ARBOREATUM by Evans Light is a novella length story about two settler families who have branched off from their main wagon train because of the religious rantings of their self-appointed leader, Lemuel. He claims to have had a revelation about finding the Garden of Eden in the middle of the prairie that they are attempting to cross.
After the two families get lost and are starving, they find a valley that looks like Lemuel might just have been right. Unfortunately their way is blocked by a non-welcoming party of four indians. This doesn’t stop Lemuel though, he immediately blows one of the “warriors” head off and his friend and follower Sam Jenkins follows suit.
After all four of the indians have been murdered, the families take possession of this apparent paradise, things go wrong very quickly and it looks like they’d have been better off listening to the “locals.”
At 75 pages this just taps into “novella” territory, but the story moves at a good pace and I do have to say that I was impressed by the storyline and the twist.

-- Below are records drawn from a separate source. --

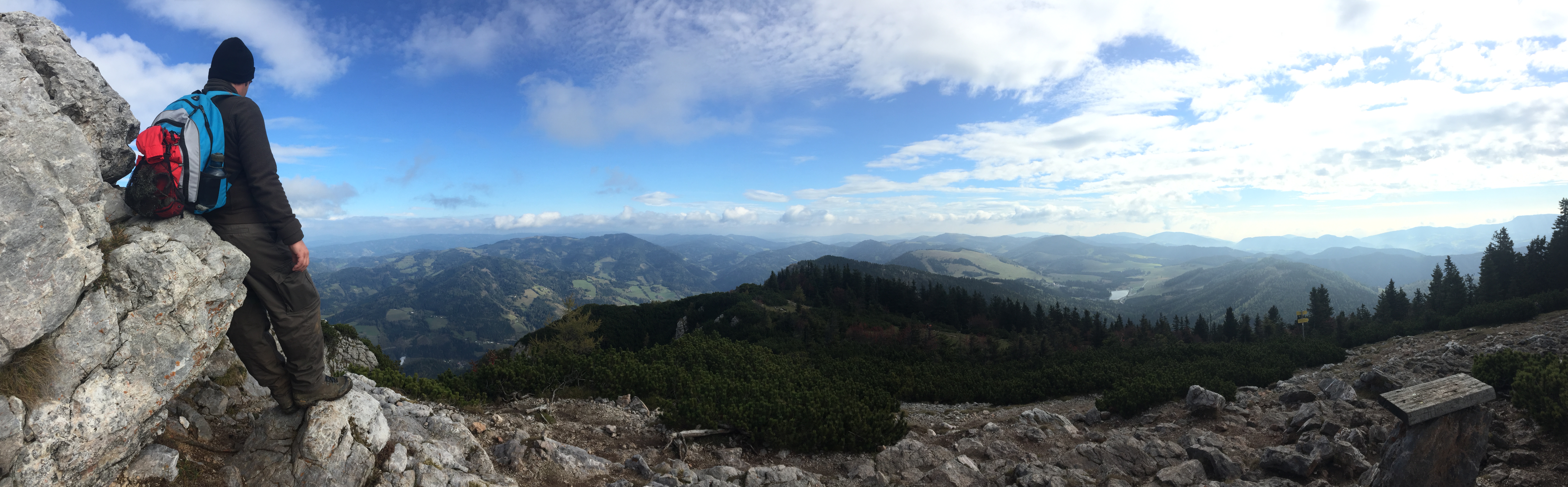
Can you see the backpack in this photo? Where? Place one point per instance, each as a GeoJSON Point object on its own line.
{"type": "Point", "coordinates": [181, 164]}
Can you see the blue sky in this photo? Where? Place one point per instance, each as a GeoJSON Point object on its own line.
{"type": "Point", "coordinates": [813, 119]}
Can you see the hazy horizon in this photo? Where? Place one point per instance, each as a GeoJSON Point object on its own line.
{"type": "Point", "coordinates": [818, 119]}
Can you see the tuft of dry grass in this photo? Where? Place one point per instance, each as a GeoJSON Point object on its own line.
{"type": "Point", "coordinates": [117, 240]}
{"type": "Point", "coordinates": [233, 378]}
{"type": "Point", "coordinates": [24, 376]}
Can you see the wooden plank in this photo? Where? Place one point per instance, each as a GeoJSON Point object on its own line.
{"type": "Point", "coordinates": [1426, 401]}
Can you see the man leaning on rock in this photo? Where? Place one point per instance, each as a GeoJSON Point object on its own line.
{"type": "Point", "coordinates": [258, 219]}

I certainly did not see that coming. So in terms of plot and plot devices, I was very pleased surprised. Something that does not happen too often these days.
My only complaint was the dialogue and some of the sentence phrasing. It had too much of a twentieth century feel to it.

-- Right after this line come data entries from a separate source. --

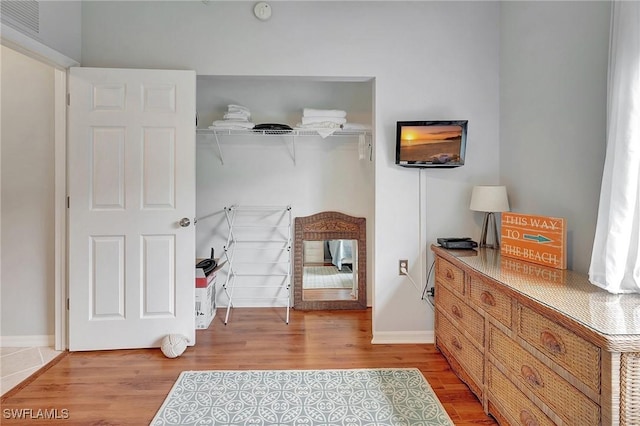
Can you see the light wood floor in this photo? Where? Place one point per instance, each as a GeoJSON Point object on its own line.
{"type": "Point", "coordinates": [127, 387]}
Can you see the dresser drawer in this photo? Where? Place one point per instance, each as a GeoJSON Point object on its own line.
{"type": "Point", "coordinates": [449, 275]}
{"type": "Point", "coordinates": [576, 355]}
{"type": "Point", "coordinates": [491, 300]}
{"type": "Point", "coordinates": [567, 402]}
{"type": "Point", "coordinates": [512, 403]}
{"type": "Point", "coordinates": [470, 358]}
{"type": "Point", "coordinates": [461, 314]}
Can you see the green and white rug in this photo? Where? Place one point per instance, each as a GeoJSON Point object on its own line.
{"type": "Point", "coordinates": [353, 397]}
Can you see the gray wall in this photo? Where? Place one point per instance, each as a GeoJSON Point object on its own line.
{"type": "Point", "coordinates": [553, 79]}
{"type": "Point", "coordinates": [27, 208]}
{"type": "Point", "coordinates": [430, 60]}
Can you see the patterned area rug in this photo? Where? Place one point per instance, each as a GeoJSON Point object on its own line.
{"type": "Point", "coordinates": [356, 397]}
{"type": "Point", "coordinates": [327, 277]}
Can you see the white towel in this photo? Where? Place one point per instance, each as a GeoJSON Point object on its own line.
{"type": "Point", "coordinates": [310, 112]}
{"type": "Point", "coordinates": [228, 124]}
{"type": "Point", "coordinates": [237, 116]}
{"type": "Point", "coordinates": [321, 120]}
{"type": "Point", "coordinates": [237, 108]}
{"type": "Point", "coordinates": [356, 126]}
{"type": "Point", "coordinates": [323, 129]}
{"type": "Point", "coordinates": [323, 125]}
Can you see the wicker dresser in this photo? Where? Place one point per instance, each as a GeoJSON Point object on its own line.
{"type": "Point", "coordinates": [538, 346]}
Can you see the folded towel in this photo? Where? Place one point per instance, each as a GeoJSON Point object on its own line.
{"type": "Point", "coordinates": [310, 112]}
{"type": "Point", "coordinates": [324, 132]}
{"type": "Point", "coordinates": [237, 116]}
{"type": "Point", "coordinates": [320, 120]}
{"type": "Point", "coordinates": [321, 125]}
{"type": "Point", "coordinates": [237, 108]}
{"type": "Point", "coordinates": [356, 126]}
{"type": "Point", "coordinates": [228, 124]}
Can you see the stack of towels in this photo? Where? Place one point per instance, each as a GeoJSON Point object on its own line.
{"type": "Point", "coordinates": [236, 117]}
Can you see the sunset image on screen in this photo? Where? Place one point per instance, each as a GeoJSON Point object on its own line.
{"type": "Point", "coordinates": [431, 143]}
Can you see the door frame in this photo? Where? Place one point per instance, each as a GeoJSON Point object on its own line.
{"type": "Point", "coordinates": [19, 42]}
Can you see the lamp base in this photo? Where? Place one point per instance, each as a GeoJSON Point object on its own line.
{"type": "Point", "coordinates": [489, 227]}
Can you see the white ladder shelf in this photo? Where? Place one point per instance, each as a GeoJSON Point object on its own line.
{"type": "Point", "coordinates": [258, 251]}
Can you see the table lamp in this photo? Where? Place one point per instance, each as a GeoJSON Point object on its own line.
{"type": "Point", "coordinates": [489, 199]}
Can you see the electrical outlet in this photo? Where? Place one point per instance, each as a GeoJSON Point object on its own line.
{"type": "Point", "coordinates": [403, 264]}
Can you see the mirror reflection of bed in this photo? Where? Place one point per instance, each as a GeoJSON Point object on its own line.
{"type": "Point", "coordinates": [330, 270]}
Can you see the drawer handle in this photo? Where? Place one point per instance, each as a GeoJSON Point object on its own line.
{"type": "Point", "coordinates": [487, 298]}
{"type": "Point", "coordinates": [531, 376]}
{"type": "Point", "coordinates": [551, 342]}
{"type": "Point", "coordinates": [456, 311]}
{"type": "Point", "coordinates": [456, 343]}
{"type": "Point", "coordinates": [528, 419]}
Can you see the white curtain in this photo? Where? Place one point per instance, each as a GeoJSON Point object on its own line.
{"type": "Point", "coordinates": [615, 261]}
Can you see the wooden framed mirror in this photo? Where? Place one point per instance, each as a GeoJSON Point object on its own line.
{"type": "Point", "coordinates": [336, 242]}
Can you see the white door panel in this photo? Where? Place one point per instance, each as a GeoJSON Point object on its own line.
{"type": "Point", "coordinates": [131, 180]}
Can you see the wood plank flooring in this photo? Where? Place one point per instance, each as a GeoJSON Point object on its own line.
{"type": "Point", "coordinates": [127, 387]}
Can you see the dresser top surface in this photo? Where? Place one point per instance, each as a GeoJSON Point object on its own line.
{"type": "Point", "coordinates": [565, 291]}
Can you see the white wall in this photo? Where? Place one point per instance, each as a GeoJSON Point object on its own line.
{"type": "Point", "coordinates": [59, 28]}
{"type": "Point", "coordinates": [27, 277]}
{"type": "Point", "coordinates": [430, 60]}
{"type": "Point", "coordinates": [553, 80]}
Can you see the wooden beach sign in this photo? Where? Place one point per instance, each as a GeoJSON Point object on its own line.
{"type": "Point", "coordinates": [536, 239]}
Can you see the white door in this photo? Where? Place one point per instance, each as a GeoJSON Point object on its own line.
{"type": "Point", "coordinates": [131, 180]}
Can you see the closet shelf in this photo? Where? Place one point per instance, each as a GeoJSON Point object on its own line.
{"type": "Point", "coordinates": [294, 132]}
{"type": "Point", "coordinates": [363, 135]}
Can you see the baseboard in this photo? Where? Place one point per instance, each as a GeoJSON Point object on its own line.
{"type": "Point", "coordinates": [402, 337]}
{"type": "Point", "coordinates": [26, 341]}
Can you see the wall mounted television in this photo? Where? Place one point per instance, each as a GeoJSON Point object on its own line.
{"type": "Point", "coordinates": [431, 143]}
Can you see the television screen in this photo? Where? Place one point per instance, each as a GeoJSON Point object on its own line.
{"type": "Point", "coordinates": [431, 143]}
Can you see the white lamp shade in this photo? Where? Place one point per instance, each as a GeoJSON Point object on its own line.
{"type": "Point", "coordinates": [489, 198]}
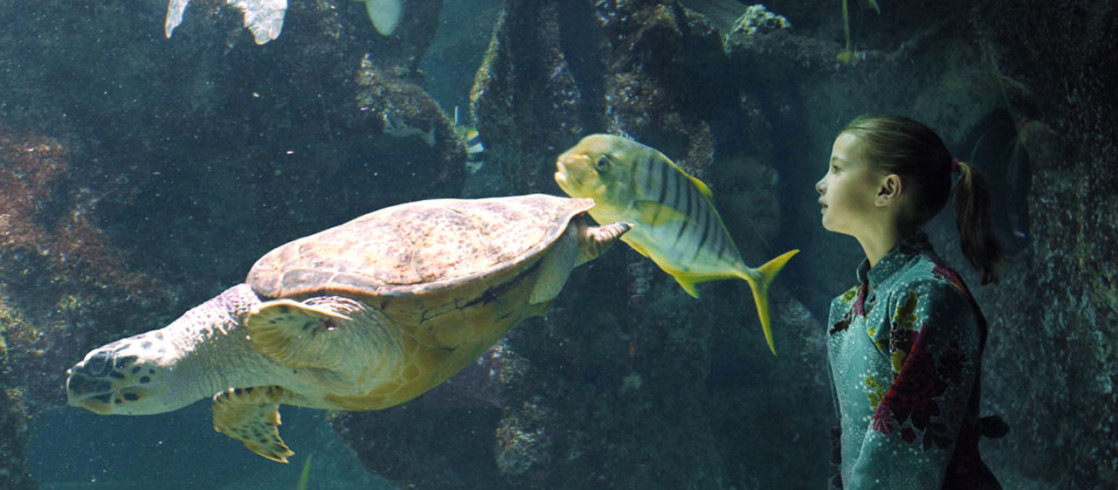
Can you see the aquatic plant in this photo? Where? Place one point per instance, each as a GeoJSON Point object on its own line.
{"type": "Point", "coordinates": [848, 54]}
{"type": "Point", "coordinates": [305, 476]}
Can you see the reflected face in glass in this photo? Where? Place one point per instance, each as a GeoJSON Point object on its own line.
{"type": "Point", "coordinates": [848, 190]}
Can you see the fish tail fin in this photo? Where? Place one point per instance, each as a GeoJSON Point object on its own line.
{"type": "Point", "coordinates": [759, 282]}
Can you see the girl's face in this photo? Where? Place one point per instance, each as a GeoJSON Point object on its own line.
{"type": "Point", "coordinates": [848, 190]}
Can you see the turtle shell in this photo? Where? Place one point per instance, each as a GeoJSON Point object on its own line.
{"type": "Point", "coordinates": [449, 276]}
{"type": "Point", "coordinates": [417, 246]}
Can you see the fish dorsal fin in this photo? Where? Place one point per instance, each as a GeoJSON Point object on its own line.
{"type": "Point", "coordinates": [655, 214]}
{"type": "Point", "coordinates": [702, 187]}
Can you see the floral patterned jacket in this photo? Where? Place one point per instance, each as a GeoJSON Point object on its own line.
{"type": "Point", "coordinates": [905, 348]}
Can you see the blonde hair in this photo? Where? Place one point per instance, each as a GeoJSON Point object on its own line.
{"type": "Point", "coordinates": [912, 151]}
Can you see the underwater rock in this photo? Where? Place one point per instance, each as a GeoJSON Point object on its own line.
{"type": "Point", "coordinates": [758, 20]}
{"type": "Point", "coordinates": [64, 284]}
{"type": "Point", "coordinates": [264, 18]}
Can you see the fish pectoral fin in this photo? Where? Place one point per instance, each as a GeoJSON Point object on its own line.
{"type": "Point", "coordinates": [655, 214]}
{"type": "Point", "coordinates": [252, 416]}
{"type": "Point", "coordinates": [636, 246]}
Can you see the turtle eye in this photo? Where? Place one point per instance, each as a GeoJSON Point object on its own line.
{"type": "Point", "coordinates": [604, 162]}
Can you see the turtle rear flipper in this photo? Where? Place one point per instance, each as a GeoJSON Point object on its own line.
{"type": "Point", "coordinates": [252, 416]}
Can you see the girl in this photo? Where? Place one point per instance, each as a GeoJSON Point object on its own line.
{"type": "Point", "coordinates": [905, 346]}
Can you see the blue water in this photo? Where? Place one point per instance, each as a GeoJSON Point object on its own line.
{"type": "Point", "coordinates": [74, 449]}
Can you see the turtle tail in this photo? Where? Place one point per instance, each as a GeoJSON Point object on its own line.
{"type": "Point", "coordinates": [594, 241]}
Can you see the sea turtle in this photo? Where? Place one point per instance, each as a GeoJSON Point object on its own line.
{"type": "Point", "coordinates": [365, 316]}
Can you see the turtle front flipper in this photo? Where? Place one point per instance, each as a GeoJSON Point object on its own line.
{"type": "Point", "coordinates": [292, 332]}
{"type": "Point", "coordinates": [252, 416]}
{"type": "Point", "coordinates": [325, 332]}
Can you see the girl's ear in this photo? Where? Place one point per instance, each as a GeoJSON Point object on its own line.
{"type": "Point", "coordinates": [890, 190]}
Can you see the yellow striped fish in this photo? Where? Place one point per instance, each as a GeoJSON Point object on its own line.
{"type": "Point", "coordinates": [674, 222]}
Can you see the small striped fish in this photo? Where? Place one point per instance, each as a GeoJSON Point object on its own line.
{"type": "Point", "coordinates": [674, 220]}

At the beginning of the story, young Micah Jenkins (son of Sam, and yes I only just caught that) is thinking about how the two families got stranded in the middle of the prairie. When he reveals that the reason they became separated from the main group is because of Lemuel “going all messianic;” the phrase is way too “modern.” The time period when the story is set would not have featured such a turn of phrase.

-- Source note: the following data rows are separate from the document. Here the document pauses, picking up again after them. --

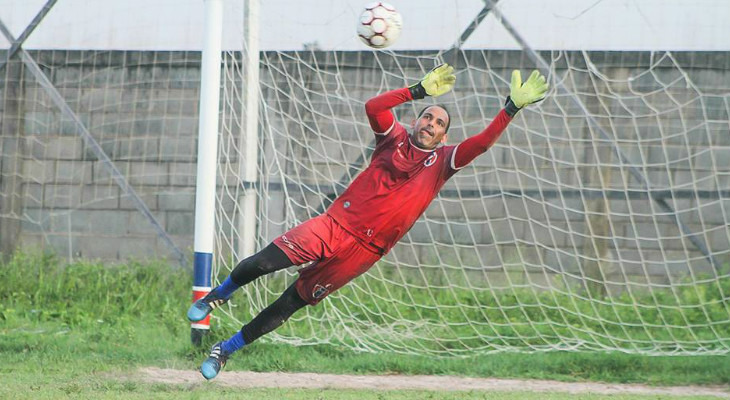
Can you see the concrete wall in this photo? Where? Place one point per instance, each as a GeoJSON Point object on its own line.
{"type": "Point", "coordinates": [142, 109]}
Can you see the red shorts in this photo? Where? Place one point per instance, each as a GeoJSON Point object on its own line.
{"type": "Point", "coordinates": [338, 256]}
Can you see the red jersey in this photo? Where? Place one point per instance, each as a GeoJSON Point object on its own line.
{"type": "Point", "coordinates": [386, 199]}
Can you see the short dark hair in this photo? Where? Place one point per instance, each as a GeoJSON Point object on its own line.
{"type": "Point", "coordinates": [448, 123]}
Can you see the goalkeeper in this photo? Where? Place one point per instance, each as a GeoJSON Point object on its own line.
{"type": "Point", "coordinates": [406, 172]}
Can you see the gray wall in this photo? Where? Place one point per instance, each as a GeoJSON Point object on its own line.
{"type": "Point", "coordinates": [142, 108]}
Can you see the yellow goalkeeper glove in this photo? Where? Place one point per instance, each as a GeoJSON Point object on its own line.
{"type": "Point", "coordinates": [437, 82]}
{"type": "Point", "coordinates": [522, 94]}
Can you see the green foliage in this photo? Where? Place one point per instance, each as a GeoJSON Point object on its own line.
{"type": "Point", "coordinates": [59, 323]}
{"type": "Point", "coordinates": [39, 288]}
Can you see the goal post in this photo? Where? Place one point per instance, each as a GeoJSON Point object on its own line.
{"type": "Point", "coordinates": [597, 222]}
{"type": "Point", "coordinates": [207, 159]}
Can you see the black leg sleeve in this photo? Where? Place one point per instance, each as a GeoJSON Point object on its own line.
{"type": "Point", "coordinates": [266, 261]}
{"type": "Point", "coordinates": [274, 315]}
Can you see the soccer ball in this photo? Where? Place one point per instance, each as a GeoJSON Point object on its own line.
{"type": "Point", "coordinates": [379, 25]}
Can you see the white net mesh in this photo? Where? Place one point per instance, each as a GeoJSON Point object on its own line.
{"type": "Point", "coordinates": [599, 221]}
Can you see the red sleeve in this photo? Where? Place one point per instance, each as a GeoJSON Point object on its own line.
{"type": "Point", "coordinates": [470, 148]}
{"type": "Point", "coordinates": [378, 108]}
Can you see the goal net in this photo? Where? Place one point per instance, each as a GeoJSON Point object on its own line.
{"type": "Point", "coordinates": [598, 221]}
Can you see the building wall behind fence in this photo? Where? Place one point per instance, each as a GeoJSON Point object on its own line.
{"type": "Point", "coordinates": [142, 109]}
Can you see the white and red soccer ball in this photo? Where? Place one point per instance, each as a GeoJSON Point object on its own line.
{"type": "Point", "coordinates": [379, 25]}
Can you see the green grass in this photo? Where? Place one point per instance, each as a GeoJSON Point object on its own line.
{"type": "Point", "coordinates": [70, 331]}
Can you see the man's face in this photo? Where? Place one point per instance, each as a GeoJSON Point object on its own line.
{"type": "Point", "coordinates": [430, 128]}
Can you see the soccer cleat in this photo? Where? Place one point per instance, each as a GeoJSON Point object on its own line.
{"type": "Point", "coordinates": [202, 307]}
{"type": "Point", "coordinates": [215, 362]}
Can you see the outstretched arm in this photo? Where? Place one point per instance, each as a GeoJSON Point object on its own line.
{"type": "Point", "coordinates": [532, 91]}
{"type": "Point", "coordinates": [437, 82]}
{"type": "Point", "coordinates": [378, 109]}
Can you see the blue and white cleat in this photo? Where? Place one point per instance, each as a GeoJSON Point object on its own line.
{"type": "Point", "coordinates": [215, 362]}
{"type": "Point", "coordinates": [202, 307]}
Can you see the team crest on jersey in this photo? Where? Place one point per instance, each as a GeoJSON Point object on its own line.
{"type": "Point", "coordinates": [320, 291]}
{"type": "Point", "coordinates": [430, 160]}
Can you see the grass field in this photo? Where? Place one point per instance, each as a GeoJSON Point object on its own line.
{"type": "Point", "coordinates": [82, 331]}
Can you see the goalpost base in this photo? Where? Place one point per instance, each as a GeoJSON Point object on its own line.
{"type": "Point", "coordinates": [196, 336]}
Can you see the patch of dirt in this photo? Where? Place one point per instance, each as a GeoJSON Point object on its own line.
{"type": "Point", "coordinates": [244, 379]}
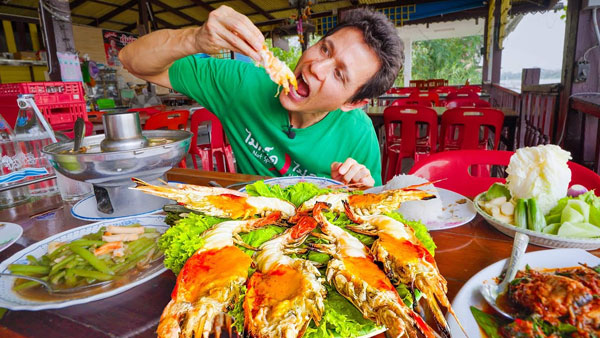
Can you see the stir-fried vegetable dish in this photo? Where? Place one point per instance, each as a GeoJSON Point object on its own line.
{"type": "Point", "coordinates": [105, 255]}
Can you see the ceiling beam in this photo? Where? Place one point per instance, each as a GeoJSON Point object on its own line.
{"type": "Point", "coordinates": [76, 4]}
{"type": "Point", "coordinates": [106, 3]}
{"type": "Point", "coordinates": [72, 14]}
{"type": "Point", "coordinates": [164, 22]}
{"type": "Point", "coordinates": [176, 12]}
{"type": "Point", "coordinates": [130, 27]}
{"type": "Point", "coordinates": [204, 5]}
{"type": "Point", "coordinates": [258, 9]}
{"type": "Point", "coordinates": [115, 11]}
{"type": "Point", "coordinates": [18, 18]}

Another part of the story has Micah recalling how he caught Lemuel’s oldest daughter Anna in the act of “fondling” her private parts; but, Micah uses a very modern term to describe the part of her nether region that she was touching. Both of these sentences had the effect of taking me out of the story. I am reasonably sure that the slang term Micah uses in the story was not in vogue just yet. So like the previous phrase, both of these instances (these were the most obvious) took away from Evans’ tale.
But, the overall story and the action almost made up for it. As I said it was a brilliant idea and one that certainly impressed me. Just for the plot alone, I’ve given the book a 3 out of 5 stars. In terms of originality, I personally think it rates much higher, but, again the dialogue did not ring true for me. So the modern phrasing of the characters knocked the final rating down.
I’ll definitely be reading some more from Mr Light. If the rest of his works are as original, I don’t think I’ll be too disappointed.